Are independents by nature centrists?Some of you folks are out of your fucking mind. It's like you haven't learned the lesson of Trump or the Tea Party.
Let's be very clear the sequence of events of how Trump won.
(1) John McCain runs for President in 2008. John McCain loses. John McCain gets blamed for not being conservative enough.
(2) Tea Party rises in 2010. Republicans sweep control over the house. Party Purity tests become a more normalized thing. Doctrinaire adherence to the ideas is expected.
(3) Mitt Romney overcomes a very conservative field in 2012. Loses still. Gets blamed for not being conservative enough. Republicans say "the only way we can win is if we mobilize the base".
(4) Trump runs for President against the Party Purity All-Star team. And beats them handily despite straying wildly off party doctrine.
(5) Trump wins against Hillary by flipping Obama voters and getting first time independents.
(Endpoint) President Trump says, a week ago at his Press conference, the policy of his administration is "fair trade, not free trade", which is anti-Conservative.
So Democrats... liberals... are you paying the hell attention? Party purity does not work in a country where independents and centrist voters hugely out number liberals and conservatives. Our politics may be polarized but the bulk of the nation is politically flexible.

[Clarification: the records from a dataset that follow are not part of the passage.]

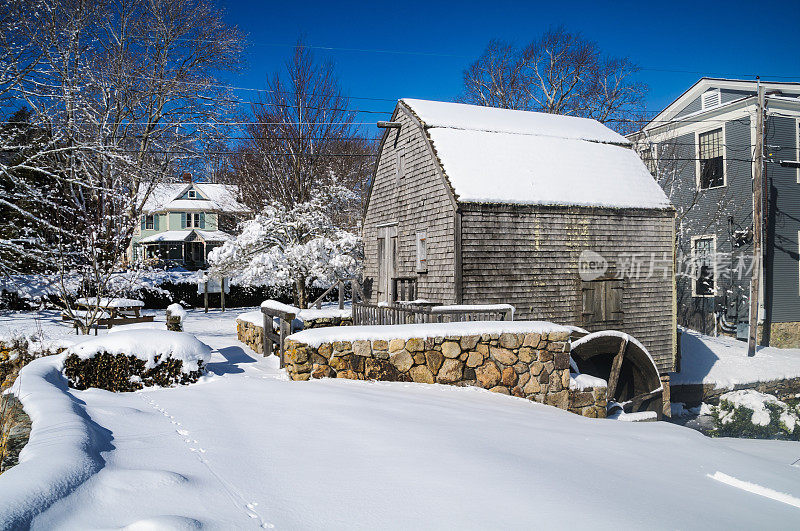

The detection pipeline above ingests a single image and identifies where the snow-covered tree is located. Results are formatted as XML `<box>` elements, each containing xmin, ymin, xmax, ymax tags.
<box><xmin>208</xmin><ymin>186</ymin><xmax>362</xmax><ymax>308</ymax></box>
<box><xmin>0</xmin><ymin>0</ymin><xmax>244</xmax><ymax>332</ymax></box>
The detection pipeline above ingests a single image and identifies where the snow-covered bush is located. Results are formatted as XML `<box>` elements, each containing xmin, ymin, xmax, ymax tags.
<box><xmin>208</xmin><ymin>187</ymin><xmax>363</xmax><ymax>308</ymax></box>
<box><xmin>63</xmin><ymin>330</ymin><xmax>212</xmax><ymax>391</ymax></box>
<box><xmin>711</xmin><ymin>390</ymin><xmax>800</xmax><ymax>441</ymax></box>
<box><xmin>0</xmin><ymin>334</ymin><xmax>66</xmax><ymax>390</ymax></box>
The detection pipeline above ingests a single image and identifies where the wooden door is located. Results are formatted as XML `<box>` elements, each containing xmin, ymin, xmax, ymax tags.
<box><xmin>377</xmin><ymin>225</ymin><xmax>398</xmax><ymax>302</ymax></box>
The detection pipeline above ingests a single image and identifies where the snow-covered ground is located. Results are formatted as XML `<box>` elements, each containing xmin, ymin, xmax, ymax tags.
<box><xmin>2</xmin><ymin>311</ymin><xmax>800</xmax><ymax>528</ymax></box>
<box><xmin>673</xmin><ymin>328</ymin><xmax>800</xmax><ymax>388</ymax></box>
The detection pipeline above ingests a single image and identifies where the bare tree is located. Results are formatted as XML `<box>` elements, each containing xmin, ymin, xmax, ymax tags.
<box><xmin>223</xmin><ymin>42</ymin><xmax>374</xmax><ymax>228</ymax></box>
<box><xmin>460</xmin><ymin>27</ymin><xmax>647</xmax><ymax>133</ymax></box>
<box><xmin>0</xmin><ymin>0</ymin><xmax>244</xmax><ymax>331</ymax></box>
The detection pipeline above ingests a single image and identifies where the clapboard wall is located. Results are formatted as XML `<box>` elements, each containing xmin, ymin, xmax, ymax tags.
<box><xmin>459</xmin><ymin>204</ymin><xmax>677</xmax><ymax>373</ymax></box>
<box><xmin>362</xmin><ymin>105</ymin><xmax>457</xmax><ymax>303</ymax></box>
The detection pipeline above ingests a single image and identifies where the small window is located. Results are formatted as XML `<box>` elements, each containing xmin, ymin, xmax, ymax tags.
<box><xmin>188</xmin><ymin>190</ymin><xmax>197</xmax><ymax>199</ymax></box>
<box><xmin>186</xmin><ymin>212</ymin><xmax>201</xmax><ymax>228</ymax></box>
<box><xmin>581</xmin><ymin>279</ymin><xmax>623</xmax><ymax>325</ymax></box>
<box><xmin>395</xmin><ymin>151</ymin><xmax>404</xmax><ymax>186</ymax></box>
<box><xmin>416</xmin><ymin>230</ymin><xmax>427</xmax><ymax>273</ymax></box>
<box><xmin>692</xmin><ymin>235</ymin><xmax>716</xmax><ymax>297</ymax></box>
<box><xmin>145</xmin><ymin>215</ymin><xmax>154</xmax><ymax>230</ymax></box>
<box><xmin>701</xmin><ymin>89</ymin><xmax>721</xmax><ymax>110</ymax></box>
<box><xmin>698</xmin><ymin>128</ymin><xmax>724</xmax><ymax>189</ymax></box>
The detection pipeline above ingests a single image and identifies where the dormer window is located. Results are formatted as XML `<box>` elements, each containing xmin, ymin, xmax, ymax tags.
<box><xmin>701</xmin><ymin>89</ymin><xmax>721</xmax><ymax>110</ymax></box>
<box><xmin>188</xmin><ymin>189</ymin><xmax>197</xmax><ymax>199</ymax></box>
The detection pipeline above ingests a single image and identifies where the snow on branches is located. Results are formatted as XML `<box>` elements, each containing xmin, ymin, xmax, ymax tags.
<box><xmin>208</xmin><ymin>186</ymin><xmax>362</xmax><ymax>308</ymax></box>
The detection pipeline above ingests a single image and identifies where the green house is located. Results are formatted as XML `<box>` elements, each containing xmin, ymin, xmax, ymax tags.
<box><xmin>129</xmin><ymin>181</ymin><xmax>250</xmax><ymax>269</ymax></box>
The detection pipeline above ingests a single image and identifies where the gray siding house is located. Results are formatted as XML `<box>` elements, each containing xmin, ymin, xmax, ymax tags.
<box><xmin>363</xmin><ymin>99</ymin><xmax>677</xmax><ymax>375</ymax></box>
<box><xmin>632</xmin><ymin>78</ymin><xmax>800</xmax><ymax>347</ymax></box>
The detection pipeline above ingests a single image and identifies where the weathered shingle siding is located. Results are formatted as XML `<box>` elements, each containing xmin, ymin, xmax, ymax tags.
<box><xmin>459</xmin><ymin>205</ymin><xmax>676</xmax><ymax>373</ymax></box>
<box><xmin>362</xmin><ymin>107</ymin><xmax>457</xmax><ymax>303</ymax></box>
<box><xmin>766</xmin><ymin>116</ymin><xmax>800</xmax><ymax>322</ymax></box>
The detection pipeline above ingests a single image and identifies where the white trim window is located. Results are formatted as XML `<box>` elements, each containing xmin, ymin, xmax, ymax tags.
<box><xmin>188</xmin><ymin>189</ymin><xmax>197</xmax><ymax>199</ymax></box>
<box><xmin>416</xmin><ymin>230</ymin><xmax>427</xmax><ymax>273</ymax></box>
<box><xmin>145</xmin><ymin>214</ymin><xmax>154</xmax><ymax>230</ymax></box>
<box><xmin>701</xmin><ymin>89</ymin><xmax>721</xmax><ymax>110</ymax></box>
<box><xmin>697</xmin><ymin>127</ymin><xmax>725</xmax><ymax>189</ymax></box>
<box><xmin>691</xmin><ymin>235</ymin><xmax>716</xmax><ymax>297</ymax></box>
<box><xmin>185</xmin><ymin>212</ymin><xmax>201</xmax><ymax>228</ymax></box>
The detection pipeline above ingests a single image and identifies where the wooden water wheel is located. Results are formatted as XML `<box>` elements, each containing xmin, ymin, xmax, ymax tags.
<box><xmin>570</xmin><ymin>331</ymin><xmax>663</xmax><ymax>418</ymax></box>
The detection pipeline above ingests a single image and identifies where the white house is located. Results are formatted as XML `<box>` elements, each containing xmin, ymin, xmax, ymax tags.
<box><xmin>130</xmin><ymin>179</ymin><xmax>250</xmax><ymax>269</ymax></box>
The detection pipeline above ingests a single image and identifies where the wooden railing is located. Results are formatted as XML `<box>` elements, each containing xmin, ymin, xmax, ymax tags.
<box><xmin>352</xmin><ymin>302</ymin><xmax>513</xmax><ymax>326</ymax></box>
<box><xmin>261</xmin><ymin>305</ymin><xmax>296</xmax><ymax>368</ymax></box>
<box><xmin>391</xmin><ymin>277</ymin><xmax>417</xmax><ymax>302</ymax></box>
<box><xmin>311</xmin><ymin>278</ymin><xmax>366</xmax><ymax>309</ymax></box>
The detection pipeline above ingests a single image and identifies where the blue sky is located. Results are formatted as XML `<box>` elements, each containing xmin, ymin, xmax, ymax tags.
<box><xmin>222</xmin><ymin>0</ymin><xmax>800</xmax><ymax>122</ymax></box>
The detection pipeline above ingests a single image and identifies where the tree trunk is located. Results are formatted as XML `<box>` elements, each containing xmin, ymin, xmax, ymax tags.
<box><xmin>296</xmin><ymin>278</ymin><xmax>307</xmax><ymax>309</ymax></box>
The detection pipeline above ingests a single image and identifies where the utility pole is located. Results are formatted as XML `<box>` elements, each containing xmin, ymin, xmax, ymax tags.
<box><xmin>748</xmin><ymin>80</ymin><xmax>765</xmax><ymax>356</ymax></box>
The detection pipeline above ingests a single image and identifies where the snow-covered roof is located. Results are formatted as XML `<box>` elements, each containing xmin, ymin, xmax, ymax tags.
<box><xmin>141</xmin><ymin>183</ymin><xmax>249</xmax><ymax>214</ymax></box>
<box><xmin>399</xmin><ymin>99</ymin><xmax>672</xmax><ymax>210</ymax></box>
<box><xmin>403</xmin><ymin>99</ymin><xmax>630</xmax><ymax>144</ymax></box>
<box><xmin>138</xmin><ymin>230</ymin><xmax>233</xmax><ymax>243</ymax></box>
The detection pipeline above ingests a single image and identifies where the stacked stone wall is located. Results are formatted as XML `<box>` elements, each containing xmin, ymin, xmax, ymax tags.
<box><xmin>568</xmin><ymin>386</ymin><xmax>607</xmax><ymax>418</ymax></box>
<box><xmin>237</xmin><ymin>316</ymin><xmax>353</xmax><ymax>355</ymax></box>
<box><xmin>285</xmin><ymin>330</ymin><xmax>607</xmax><ymax>417</ymax></box>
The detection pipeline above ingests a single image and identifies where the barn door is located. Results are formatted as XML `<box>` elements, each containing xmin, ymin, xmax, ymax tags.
<box><xmin>377</xmin><ymin>225</ymin><xmax>398</xmax><ymax>303</ymax></box>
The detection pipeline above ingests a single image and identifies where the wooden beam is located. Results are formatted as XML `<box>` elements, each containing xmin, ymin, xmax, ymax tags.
<box><xmin>606</xmin><ymin>336</ymin><xmax>629</xmax><ymax>400</ymax></box>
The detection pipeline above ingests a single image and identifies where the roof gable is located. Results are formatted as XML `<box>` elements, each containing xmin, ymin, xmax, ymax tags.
<box><xmin>399</xmin><ymin>99</ymin><xmax>671</xmax><ymax>210</ymax></box>
<box><xmin>141</xmin><ymin>183</ymin><xmax>249</xmax><ymax>214</ymax></box>
<box><xmin>646</xmin><ymin>77</ymin><xmax>800</xmax><ymax>127</ymax></box>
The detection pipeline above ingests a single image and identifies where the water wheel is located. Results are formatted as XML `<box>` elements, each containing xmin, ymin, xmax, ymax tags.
<box><xmin>570</xmin><ymin>331</ymin><xmax>663</xmax><ymax>418</ymax></box>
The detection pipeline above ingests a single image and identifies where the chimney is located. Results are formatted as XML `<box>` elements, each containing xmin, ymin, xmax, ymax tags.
<box><xmin>181</xmin><ymin>172</ymin><xmax>192</xmax><ymax>183</ymax></box>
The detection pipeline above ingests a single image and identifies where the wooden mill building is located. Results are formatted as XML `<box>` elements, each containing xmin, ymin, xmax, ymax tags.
<box><xmin>362</xmin><ymin>99</ymin><xmax>678</xmax><ymax>375</ymax></box>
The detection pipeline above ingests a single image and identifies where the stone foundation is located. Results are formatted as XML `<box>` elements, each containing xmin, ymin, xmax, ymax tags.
<box><xmin>568</xmin><ymin>385</ymin><xmax>607</xmax><ymax>418</ymax></box>
<box><xmin>671</xmin><ymin>377</ymin><xmax>800</xmax><ymax>407</ymax></box>
<box><xmin>285</xmin><ymin>328</ymin><xmax>606</xmax><ymax>418</ymax></box>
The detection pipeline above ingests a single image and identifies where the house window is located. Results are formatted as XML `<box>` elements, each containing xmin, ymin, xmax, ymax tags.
<box><xmin>395</xmin><ymin>151</ymin><xmax>404</xmax><ymax>187</ymax></box>
<box><xmin>692</xmin><ymin>235</ymin><xmax>716</xmax><ymax>297</ymax></box>
<box><xmin>701</xmin><ymin>89</ymin><xmax>721</xmax><ymax>110</ymax></box>
<box><xmin>145</xmin><ymin>215</ymin><xmax>154</xmax><ymax>230</ymax></box>
<box><xmin>185</xmin><ymin>212</ymin><xmax>201</xmax><ymax>228</ymax></box>
<box><xmin>416</xmin><ymin>230</ymin><xmax>427</xmax><ymax>273</ymax></box>
<box><xmin>698</xmin><ymin>128</ymin><xmax>724</xmax><ymax>189</ymax></box>
<box><xmin>188</xmin><ymin>189</ymin><xmax>197</xmax><ymax>199</ymax></box>
<box><xmin>581</xmin><ymin>279</ymin><xmax>623</xmax><ymax>325</ymax></box>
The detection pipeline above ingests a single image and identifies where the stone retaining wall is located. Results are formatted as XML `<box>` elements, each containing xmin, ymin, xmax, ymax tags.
<box><xmin>237</xmin><ymin>316</ymin><xmax>353</xmax><ymax>355</ymax></box>
<box><xmin>237</xmin><ymin>319</ymin><xmax>265</xmax><ymax>355</ymax></box>
<box><xmin>568</xmin><ymin>385</ymin><xmax>607</xmax><ymax>418</ymax></box>
<box><xmin>285</xmin><ymin>330</ymin><xmax>607</xmax><ymax>418</ymax></box>
<box><xmin>671</xmin><ymin>377</ymin><xmax>800</xmax><ymax>407</ymax></box>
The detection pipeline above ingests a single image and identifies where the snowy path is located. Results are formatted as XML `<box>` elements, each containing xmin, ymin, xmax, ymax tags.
<box><xmin>3</xmin><ymin>310</ymin><xmax>800</xmax><ymax>528</ymax></box>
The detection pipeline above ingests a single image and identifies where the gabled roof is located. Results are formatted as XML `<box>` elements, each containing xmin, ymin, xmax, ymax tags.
<box><xmin>399</xmin><ymin>99</ymin><xmax>672</xmax><ymax>210</ymax></box>
<box><xmin>644</xmin><ymin>77</ymin><xmax>800</xmax><ymax>128</ymax></box>
<box><xmin>141</xmin><ymin>183</ymin><xmax>250</xmax><ymax>214</ymax></box>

This shift-left crap some of you are pushing: let's be clear what it is that you're doing. You're trying to opportunistically shove an agenda down the throat of a party not because you think it can win, but because you want your ideals reflected. That is now how coalitions work at all. And it certainly won't work in a country that, as you can see above, just gave a very straightforward example of how doctrinaire politics fails in the face of third-way flexibility.